3 recent Hadoop/MapReduce applications in the life sciences: RNA structure prediction, neuroimaging genetics, EEG signal analysis

3 open access papers, 3 prototypes, source code available only for 1, healthy diversification of topics.

1. Enhancement of accuracy and efficiency for RNA secondary structure prediction by sequence segmentation and MapReduce

code available: haven’t found it referenced in the paper

Our previous research shows that cutting long sequences into shorter chunks, predicting secondary structures of the chunks independently using thermodynamic methods, and reconstructing the entire secondary structure from the predicted chunk structures can yield better accuracy than predicting the secondary structure using the RNA sequence as a whole.

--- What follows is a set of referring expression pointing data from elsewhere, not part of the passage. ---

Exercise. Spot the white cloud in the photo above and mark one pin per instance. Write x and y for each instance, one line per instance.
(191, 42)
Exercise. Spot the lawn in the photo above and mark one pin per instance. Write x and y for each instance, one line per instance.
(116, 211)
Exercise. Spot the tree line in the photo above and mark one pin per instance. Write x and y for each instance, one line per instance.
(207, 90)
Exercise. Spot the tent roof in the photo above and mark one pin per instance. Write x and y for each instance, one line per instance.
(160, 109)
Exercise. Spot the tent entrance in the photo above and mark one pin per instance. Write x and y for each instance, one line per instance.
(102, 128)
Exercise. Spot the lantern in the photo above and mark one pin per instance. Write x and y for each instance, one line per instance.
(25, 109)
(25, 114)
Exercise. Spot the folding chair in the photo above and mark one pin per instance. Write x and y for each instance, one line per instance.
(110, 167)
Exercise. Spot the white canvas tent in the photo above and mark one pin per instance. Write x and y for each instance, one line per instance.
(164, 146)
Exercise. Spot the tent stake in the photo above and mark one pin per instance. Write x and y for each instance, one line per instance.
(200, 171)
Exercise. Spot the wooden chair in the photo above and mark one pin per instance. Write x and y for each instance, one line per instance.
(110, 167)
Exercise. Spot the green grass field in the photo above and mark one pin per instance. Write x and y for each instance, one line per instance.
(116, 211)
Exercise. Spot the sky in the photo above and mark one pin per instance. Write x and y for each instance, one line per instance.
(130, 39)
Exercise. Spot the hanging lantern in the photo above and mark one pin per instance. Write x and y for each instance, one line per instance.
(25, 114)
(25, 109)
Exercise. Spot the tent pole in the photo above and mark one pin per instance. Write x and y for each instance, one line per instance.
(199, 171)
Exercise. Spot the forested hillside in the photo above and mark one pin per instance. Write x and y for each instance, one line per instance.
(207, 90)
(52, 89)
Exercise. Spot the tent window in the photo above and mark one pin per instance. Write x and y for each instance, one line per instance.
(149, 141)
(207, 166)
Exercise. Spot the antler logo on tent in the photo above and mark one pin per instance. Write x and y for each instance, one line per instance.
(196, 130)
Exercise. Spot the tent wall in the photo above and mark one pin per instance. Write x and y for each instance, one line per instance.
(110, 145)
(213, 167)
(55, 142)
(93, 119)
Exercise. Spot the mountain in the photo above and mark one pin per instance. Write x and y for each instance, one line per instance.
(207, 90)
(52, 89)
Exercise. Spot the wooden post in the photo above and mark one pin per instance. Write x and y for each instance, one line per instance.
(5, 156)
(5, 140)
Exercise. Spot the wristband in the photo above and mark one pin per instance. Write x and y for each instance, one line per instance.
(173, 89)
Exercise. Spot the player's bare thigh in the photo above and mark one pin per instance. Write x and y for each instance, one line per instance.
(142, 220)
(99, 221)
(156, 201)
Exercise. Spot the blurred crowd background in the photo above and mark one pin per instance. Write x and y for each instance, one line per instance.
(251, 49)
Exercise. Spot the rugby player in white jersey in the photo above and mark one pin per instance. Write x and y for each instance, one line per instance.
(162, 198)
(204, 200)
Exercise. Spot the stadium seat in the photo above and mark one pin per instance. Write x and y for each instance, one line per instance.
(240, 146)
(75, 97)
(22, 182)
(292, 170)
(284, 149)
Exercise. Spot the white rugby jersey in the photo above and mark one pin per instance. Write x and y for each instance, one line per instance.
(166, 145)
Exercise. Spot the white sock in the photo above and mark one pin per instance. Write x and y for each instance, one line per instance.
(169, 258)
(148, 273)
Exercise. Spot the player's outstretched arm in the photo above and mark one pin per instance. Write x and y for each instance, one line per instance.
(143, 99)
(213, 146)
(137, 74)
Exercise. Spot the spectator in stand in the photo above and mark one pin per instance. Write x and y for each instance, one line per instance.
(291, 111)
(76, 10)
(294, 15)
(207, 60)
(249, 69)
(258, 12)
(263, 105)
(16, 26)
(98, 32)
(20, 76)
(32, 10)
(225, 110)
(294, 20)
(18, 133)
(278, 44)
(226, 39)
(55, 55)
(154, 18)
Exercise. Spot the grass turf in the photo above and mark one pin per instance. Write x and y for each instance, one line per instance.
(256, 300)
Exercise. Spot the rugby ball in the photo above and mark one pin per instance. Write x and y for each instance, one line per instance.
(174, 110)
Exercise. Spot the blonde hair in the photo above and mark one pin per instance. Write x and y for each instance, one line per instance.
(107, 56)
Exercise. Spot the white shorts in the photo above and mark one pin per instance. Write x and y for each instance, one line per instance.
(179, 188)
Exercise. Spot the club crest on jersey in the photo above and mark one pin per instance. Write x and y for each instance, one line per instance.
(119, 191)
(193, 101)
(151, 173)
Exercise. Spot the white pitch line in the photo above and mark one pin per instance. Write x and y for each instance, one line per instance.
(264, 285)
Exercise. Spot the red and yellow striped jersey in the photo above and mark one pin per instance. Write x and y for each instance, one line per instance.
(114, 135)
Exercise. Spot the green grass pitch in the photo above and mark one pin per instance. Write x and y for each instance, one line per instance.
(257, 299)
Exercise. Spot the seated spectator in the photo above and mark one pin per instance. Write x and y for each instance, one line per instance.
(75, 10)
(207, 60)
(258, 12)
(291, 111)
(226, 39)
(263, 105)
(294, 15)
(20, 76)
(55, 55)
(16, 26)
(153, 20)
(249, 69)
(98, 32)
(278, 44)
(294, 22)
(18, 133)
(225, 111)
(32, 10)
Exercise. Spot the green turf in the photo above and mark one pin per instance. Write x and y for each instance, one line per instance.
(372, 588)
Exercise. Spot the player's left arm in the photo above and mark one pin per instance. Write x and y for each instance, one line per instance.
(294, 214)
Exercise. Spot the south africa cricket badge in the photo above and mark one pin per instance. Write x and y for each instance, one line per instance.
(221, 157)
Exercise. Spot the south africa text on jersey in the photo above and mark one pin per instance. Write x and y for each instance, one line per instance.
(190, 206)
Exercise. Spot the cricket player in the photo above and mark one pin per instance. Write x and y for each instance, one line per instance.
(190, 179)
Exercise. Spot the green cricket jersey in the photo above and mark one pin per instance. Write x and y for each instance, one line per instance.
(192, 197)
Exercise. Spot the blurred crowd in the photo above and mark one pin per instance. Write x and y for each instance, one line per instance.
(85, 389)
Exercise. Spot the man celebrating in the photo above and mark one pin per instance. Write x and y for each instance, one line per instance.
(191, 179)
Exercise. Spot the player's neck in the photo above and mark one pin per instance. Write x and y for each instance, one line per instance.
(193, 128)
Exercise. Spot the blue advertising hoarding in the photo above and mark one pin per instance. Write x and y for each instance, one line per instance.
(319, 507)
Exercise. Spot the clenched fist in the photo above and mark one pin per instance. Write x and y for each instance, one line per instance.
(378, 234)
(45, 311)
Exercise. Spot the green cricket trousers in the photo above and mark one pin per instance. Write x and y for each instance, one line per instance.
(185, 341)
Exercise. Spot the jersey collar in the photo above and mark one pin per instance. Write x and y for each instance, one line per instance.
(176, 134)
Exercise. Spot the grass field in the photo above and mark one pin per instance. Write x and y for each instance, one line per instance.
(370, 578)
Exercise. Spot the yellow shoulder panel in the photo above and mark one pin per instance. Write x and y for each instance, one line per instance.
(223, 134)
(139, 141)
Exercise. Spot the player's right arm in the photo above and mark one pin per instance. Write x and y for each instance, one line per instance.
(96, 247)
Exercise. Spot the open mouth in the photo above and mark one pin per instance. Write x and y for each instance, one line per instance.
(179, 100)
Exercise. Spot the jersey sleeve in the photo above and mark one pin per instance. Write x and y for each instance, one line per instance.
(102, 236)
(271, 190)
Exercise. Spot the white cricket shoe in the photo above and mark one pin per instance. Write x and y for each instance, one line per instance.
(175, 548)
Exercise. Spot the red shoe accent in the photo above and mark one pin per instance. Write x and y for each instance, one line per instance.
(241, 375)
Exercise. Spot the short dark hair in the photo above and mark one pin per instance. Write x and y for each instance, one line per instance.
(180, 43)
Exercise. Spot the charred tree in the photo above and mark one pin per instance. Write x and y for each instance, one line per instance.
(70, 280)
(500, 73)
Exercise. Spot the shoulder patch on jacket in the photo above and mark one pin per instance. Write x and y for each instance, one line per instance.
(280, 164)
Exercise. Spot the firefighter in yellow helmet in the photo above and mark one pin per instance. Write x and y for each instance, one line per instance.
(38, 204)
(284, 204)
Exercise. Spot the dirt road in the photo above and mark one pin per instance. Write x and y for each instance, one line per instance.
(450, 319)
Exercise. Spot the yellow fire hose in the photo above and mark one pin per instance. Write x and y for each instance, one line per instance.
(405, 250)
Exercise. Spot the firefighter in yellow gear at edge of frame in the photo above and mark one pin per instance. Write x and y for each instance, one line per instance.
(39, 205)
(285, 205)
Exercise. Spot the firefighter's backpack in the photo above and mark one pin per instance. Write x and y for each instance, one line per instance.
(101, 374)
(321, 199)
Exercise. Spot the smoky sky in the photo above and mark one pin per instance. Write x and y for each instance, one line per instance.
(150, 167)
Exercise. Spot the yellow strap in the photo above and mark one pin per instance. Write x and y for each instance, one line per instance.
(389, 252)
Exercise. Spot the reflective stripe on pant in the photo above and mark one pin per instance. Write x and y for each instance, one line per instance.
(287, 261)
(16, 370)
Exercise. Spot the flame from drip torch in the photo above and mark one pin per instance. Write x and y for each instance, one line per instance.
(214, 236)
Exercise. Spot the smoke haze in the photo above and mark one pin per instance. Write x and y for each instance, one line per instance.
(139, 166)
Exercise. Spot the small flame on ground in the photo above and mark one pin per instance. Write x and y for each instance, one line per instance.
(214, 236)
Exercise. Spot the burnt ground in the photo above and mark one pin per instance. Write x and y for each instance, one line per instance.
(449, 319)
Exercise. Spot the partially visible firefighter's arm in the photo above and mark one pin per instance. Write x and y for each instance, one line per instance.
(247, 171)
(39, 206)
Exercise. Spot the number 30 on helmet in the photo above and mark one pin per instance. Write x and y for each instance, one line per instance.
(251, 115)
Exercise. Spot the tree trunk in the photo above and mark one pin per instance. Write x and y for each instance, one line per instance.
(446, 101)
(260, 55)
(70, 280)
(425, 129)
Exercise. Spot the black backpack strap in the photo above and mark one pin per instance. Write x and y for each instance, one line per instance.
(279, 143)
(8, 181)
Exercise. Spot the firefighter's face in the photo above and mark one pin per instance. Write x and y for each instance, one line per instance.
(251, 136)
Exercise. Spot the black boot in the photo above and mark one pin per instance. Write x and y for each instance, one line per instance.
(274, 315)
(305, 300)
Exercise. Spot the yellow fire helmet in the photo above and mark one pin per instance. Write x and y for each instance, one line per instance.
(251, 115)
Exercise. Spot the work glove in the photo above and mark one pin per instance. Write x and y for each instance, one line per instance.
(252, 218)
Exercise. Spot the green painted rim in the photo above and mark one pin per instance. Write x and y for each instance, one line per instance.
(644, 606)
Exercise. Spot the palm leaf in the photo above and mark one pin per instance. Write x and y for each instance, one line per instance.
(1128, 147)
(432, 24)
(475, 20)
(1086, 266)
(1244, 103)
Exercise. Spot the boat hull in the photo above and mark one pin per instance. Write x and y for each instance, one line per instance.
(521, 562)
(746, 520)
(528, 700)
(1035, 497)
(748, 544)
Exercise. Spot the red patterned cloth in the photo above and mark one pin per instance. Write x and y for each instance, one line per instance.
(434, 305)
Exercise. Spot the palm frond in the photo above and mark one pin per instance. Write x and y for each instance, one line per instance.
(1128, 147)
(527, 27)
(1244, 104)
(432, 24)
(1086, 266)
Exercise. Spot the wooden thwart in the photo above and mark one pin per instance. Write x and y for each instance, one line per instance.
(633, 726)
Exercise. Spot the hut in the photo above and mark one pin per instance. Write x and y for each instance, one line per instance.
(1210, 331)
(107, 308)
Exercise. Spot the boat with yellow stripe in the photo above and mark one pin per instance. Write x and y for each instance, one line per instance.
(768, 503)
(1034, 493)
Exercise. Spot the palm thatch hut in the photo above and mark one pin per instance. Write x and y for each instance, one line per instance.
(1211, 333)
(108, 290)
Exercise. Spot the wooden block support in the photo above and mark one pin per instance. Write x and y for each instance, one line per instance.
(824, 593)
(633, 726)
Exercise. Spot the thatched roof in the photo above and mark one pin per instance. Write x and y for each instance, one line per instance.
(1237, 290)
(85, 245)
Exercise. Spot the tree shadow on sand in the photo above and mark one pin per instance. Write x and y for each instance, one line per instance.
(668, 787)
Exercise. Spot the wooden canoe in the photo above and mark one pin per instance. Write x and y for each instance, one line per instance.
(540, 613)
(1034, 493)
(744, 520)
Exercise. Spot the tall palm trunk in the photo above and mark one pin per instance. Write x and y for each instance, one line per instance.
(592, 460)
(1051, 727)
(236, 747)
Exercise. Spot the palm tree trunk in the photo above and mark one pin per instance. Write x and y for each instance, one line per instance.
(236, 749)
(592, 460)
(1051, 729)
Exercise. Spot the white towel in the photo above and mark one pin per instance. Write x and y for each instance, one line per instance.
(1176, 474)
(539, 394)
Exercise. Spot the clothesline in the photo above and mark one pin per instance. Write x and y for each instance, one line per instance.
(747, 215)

This is quite unexpected but obviously favourable for a pleasingly parallel implementation MapReduce can offer. Lots of benchmarking and comparison, quite methodology focused.

2. Random forests on Hadoop for genome-wide association studies of multivariate neuroimaging phenotypes

code and documentation available: http://www2.imperial.ac.uk/~gmontana/parfr.htm but only java classes no project management and automated software build tools used

We have developed a parallel version of the RF algorithm for regression and genetic similarity learning tasks in large-scale population genetic association studies involving multivariate traits, called PaRFR (Parallel Random Forest Regression)… Notable speed-ups are obtained by introducing a distance-based criterion for node splitting in the tree estimation process. PaRFR has been applied to a genome-wide association study on Alzheimer’s disease (AD) in which the quantitative trait consists of a high-dimensional neuroimaging phenotype describing longitudinal changes in the human brain structure. PaRFR provides a ranking of SNPs associated to this trait, and produces pair-wise measures of genetic proximity that can be directly compared to pair-wise measures of phenotypic proximity. Several known AD-related variants have been identified, including APOE4 and TOMM40. We also present experimental evidence supporting the hypothesis of a linear relationship between the number of top-ranked mutated states, or frequent mutation patterns, and an indicator of disease severity.

First impression is of a well-thought, serious study with different types of results.

3. Cloudwave: distributed processing of “big data” from electrophysiological recordings for epilepsy clinical research using hadoop.

code available: I don’t think so

took some time to load the provided website http://prism.case.edu/prism/index.php/Cloudwave

data shift: intracranial electrodes generate significantly larger volume of signal data as compared to scalp electrodes

Epilepsy is the most common serious neurological disorder affecting 50–60 million persons worldwide. Multi-modal electrophysiological data, such as electroencephalography (EEG) and electrocardiography (EKG), are central to effective patient care and clinical research in epilepsy. Electrophysiological data is an example of clinical “big data” consisting of more than 100 multi-channel signals with recordings from each patient generating 5–10GB of data. Current approaches to store and analyze signal data using standalone tools, such as Nihon Kohden neurology software, are inadequate to meet the growing volume of data and the need for supporting multi-center collaborative studies with real time and interactive access. We introduce the Cloudwave platform in this paper that features a Web-based signal analysis interface integrated with a Hadoop-based data processing module implemented on clinical data stored in a “private cloud”. Cloudwave has been developed as part of the National Institute of Neurological Disorders and Strokes (NINDS) funded multi-center Prevention and Risk Identification of SUDEP Mortality (PRISM) project. The Cloudwave visualization interface provides real-time rendering of multi-modal signals with “montages” for EEG feature characterization over 2TB of patient data generated at the Case University Hospital Epilepsy Monitoring Unit. Results from performance evaluation of the Cloudwave Hadoop data processing module demonstrate one order of magnitude improvement in performance over 77GB of patient data.